(REAL TIMES MEDIA)—The Cleveland metropolitan area has finally done it. The city has become the center of a political and cultural story that has nothing to do with foreclosure crisis, the lousy football team, the horrible bond rating or horrendous infrastructure. Last week, the Cleveland metro area managed to be the center of a whole new conversation about gay rights in the United States, both moving things forward and setting the narrative back 20 years. Not bad for a city some still affectionately refer to as the “Mistake on the Lake.”
Incumbent East Cleveland Mayor Eric Brewer lost his re-election bid last week amid a scandal so outrageous it sounds more like an episode of “Spin City” than real politics. A few days before the primary and de facto general election pictures surfaced of Brewer dressed in women’s lingerie and makeup, posing for pictures that would make the most tawdry MySpace user blush. The photos are pretty cringe inducing, the kind of pics that you e-mail to your friends with the subject heading “These MIGHT be workplace safe.”
It’s a shame really, because by all accounts Brewer had done a good job as mayor, but was voted out under the cloud of scandal even though only about 10 percent of registered voters bothered to go to the polls.
And we all know why he lost. Because the perception by most people is that cross-dressing makes you gay, and voters, African-American voters in particular are not too keen on gay faces in powerful places. Forget the fact that for all we know the pictures were taken by Brewer’s wife in some in-house sex game, and that he is clearly a straight man, perception is reality in politics. Ironically on the same day Brewer was rejected as mayor for perceived “gayness,” the Cleveland area widely opened its arms to unmistakable gayness in the form of the “Gay Games.”
The Federation of Gay Games announced last Tuesday that the Cleveland area would host the 2014 Gay Games having beat out the other final cities of Boston and Washington D.C. The games have occurred every four years since 1982 and are known to bring in thousands of competitors, entertainers and press from around the world to participate in a week of sports and cultural events.
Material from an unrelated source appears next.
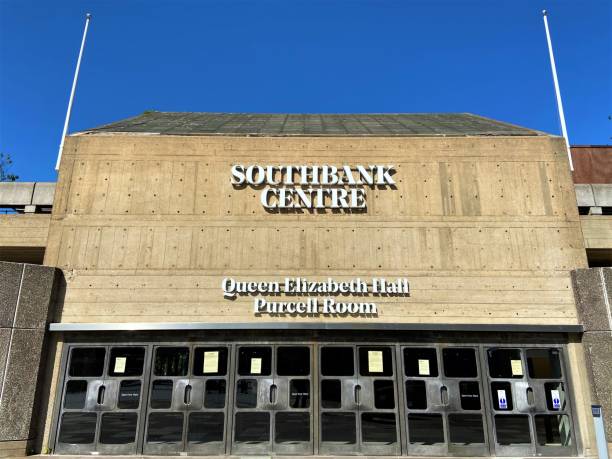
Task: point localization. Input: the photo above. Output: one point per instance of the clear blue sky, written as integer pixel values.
(482, 56)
So how is it that at the same time one part of the Cleveland area is rejecting a competent mayor for perceived “gayness” and the whole region is embracing the most homosexual friendly event to hit the area since the Weathergirls reunion tour?
The easy and cynical answer would be to say it’s all about money. The Gay Games bring in about $50 to $80 million to the local economy in tourism, events and visitors. But I think the real reason is a bit less Machiavellian. The truth is that this really shows the African-American community in the United States isn’t really as homophobic as many social commentators and the press would like us to believe. Since the Prop 8 vote in California where African-Americans were blamed for being the swing vote to allow the banning of gay marriage, the cultural narrative in the U.S. has been that Black folk hate gays. While surveys show that the African-American community is very conservative on homosexual rights, that does not necessarily mean a general rejection of the homosexual community’s right to exist. If anything, the events in Cleveland last week represent this dichotomy perfectly.
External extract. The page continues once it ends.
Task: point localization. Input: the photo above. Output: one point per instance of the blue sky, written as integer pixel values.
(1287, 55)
The truth is that African-Americans—and there’s no nice way to say this—generally have no problem with homosexuals per se, so long as they don’t appear to be seeking the same sort of privileged minority status as African-Americans. The truth of the matter is that while many might’ve rejected Mayor Brewer for his perceived homosexual behavior, many more might have voted against him simply out of embarrassment that his private sexual behavior became public. What we saw last week might not have been homophobia at all, but simply the typical sexual Puritanism that costs politicians their jobs every year. While we may never know what role sexual prejudice played in the East Cleveland election we do know one thing, the Gay Games are coming to Cleveland, which means a lot of people in that city are willing to publicly embrace a lifestyle that they may privately abhor.
(Dr. Jason Johnson is an associate professor at Hiram College in Ohio.)